One of the cases paid out already was filed in the Augusta area.
Kathleen Hucks was arrested on Memorial Day in 2013 when a police officer stopped her as she was walking her dog. Though he had questions unrelated to her case, a background check showed an outstanding warrant from a years-old $156 debt to Sentinel. Hucks was held in jail 20 days even though she insisted that she owed nothing and had finished her 24-month probation sentenced for misdemeanor possession of marijuana and traffic offenses three years earlier.
Hucks said she has used what remained of her $150,000 award once her legal expense was paid to pay medical bills and to help her children.
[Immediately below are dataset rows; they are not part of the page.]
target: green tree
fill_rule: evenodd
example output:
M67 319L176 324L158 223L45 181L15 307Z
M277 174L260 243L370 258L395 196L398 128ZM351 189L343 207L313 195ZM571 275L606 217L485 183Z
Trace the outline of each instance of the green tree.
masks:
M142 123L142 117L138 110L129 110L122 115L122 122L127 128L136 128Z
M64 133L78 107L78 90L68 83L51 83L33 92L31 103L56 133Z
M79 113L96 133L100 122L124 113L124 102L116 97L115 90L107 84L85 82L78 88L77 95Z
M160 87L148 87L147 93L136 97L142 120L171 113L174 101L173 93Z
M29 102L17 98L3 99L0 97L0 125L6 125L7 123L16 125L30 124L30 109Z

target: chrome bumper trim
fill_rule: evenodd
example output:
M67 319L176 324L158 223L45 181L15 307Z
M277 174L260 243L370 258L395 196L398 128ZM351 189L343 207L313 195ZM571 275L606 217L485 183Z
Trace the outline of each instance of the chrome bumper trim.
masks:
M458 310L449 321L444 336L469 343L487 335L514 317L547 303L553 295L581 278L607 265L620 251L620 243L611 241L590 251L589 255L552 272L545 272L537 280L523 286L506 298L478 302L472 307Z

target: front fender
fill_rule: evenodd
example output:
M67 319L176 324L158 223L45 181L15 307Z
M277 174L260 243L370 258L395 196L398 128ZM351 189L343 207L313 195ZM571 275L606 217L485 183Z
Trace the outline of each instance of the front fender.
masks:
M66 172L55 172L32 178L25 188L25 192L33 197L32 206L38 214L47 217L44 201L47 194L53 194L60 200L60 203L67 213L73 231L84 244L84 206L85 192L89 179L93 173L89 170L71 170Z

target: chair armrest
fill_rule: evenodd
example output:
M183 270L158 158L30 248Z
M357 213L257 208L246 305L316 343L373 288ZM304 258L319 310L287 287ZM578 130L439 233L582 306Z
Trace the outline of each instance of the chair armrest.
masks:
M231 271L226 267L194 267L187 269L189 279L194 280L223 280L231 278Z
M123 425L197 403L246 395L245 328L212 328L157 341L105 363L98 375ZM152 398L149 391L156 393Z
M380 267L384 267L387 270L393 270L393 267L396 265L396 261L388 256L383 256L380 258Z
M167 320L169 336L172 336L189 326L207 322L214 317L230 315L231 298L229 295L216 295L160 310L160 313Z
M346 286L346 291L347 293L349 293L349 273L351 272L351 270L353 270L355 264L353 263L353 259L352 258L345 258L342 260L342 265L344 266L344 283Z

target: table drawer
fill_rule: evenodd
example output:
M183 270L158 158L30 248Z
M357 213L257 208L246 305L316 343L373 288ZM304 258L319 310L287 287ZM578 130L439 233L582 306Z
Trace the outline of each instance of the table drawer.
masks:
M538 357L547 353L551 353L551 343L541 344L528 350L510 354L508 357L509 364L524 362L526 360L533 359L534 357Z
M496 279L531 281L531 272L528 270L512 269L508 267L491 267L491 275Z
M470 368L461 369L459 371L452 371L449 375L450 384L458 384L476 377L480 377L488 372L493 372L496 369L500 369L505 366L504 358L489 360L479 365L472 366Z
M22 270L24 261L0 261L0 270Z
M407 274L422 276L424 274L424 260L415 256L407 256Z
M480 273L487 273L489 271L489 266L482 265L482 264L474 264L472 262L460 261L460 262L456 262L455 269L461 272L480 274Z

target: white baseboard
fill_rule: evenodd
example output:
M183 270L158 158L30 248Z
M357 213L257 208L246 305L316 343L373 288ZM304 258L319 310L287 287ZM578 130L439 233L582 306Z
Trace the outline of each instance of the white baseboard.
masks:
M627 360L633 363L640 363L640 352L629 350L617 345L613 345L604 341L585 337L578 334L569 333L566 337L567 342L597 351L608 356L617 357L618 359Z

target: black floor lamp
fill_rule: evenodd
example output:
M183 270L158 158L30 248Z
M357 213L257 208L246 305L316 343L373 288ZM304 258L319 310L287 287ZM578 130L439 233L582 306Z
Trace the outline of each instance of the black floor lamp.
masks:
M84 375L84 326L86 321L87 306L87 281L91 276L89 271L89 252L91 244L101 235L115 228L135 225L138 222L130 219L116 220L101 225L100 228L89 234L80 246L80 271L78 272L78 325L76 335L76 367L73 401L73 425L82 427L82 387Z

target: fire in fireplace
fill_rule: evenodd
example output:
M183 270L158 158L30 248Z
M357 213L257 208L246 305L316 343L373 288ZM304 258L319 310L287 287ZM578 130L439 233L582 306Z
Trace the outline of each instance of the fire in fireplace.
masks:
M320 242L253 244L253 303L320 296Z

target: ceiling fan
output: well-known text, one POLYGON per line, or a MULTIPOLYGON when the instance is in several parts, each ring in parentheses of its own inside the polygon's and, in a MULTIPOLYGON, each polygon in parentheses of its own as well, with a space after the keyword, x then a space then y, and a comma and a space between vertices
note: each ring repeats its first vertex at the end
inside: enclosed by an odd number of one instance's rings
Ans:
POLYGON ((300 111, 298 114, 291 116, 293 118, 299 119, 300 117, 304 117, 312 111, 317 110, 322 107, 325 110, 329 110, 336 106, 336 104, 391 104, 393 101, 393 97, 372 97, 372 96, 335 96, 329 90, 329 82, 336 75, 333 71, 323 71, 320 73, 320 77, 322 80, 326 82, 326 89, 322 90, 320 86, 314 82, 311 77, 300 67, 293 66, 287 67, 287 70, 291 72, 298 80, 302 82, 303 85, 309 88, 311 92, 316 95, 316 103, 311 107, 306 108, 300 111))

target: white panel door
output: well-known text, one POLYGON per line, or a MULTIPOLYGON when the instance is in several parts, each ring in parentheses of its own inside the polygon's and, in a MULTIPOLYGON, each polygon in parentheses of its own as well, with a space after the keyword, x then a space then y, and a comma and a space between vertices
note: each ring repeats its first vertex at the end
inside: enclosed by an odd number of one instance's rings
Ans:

Also, she said, “My house doesn’t look like I live in poverty anymore. I’m happy.”
Private probation in Georgia
Georgia leads the nation in the number of people on probation for felonies and misdemeanors, as well as for traffic offenses and city ordinance violations, according to the Bureau of Justice Statistics. This research includes probationers supervised by a government or a private company.
There were 432,235 people on probation in Georgia, which is 5,570 out of every 100,000 people.
Texas was second with 378,937 people on probation.
Per capita, Rhode Island was second with 2,822 people per 100,000; the total was 23,920.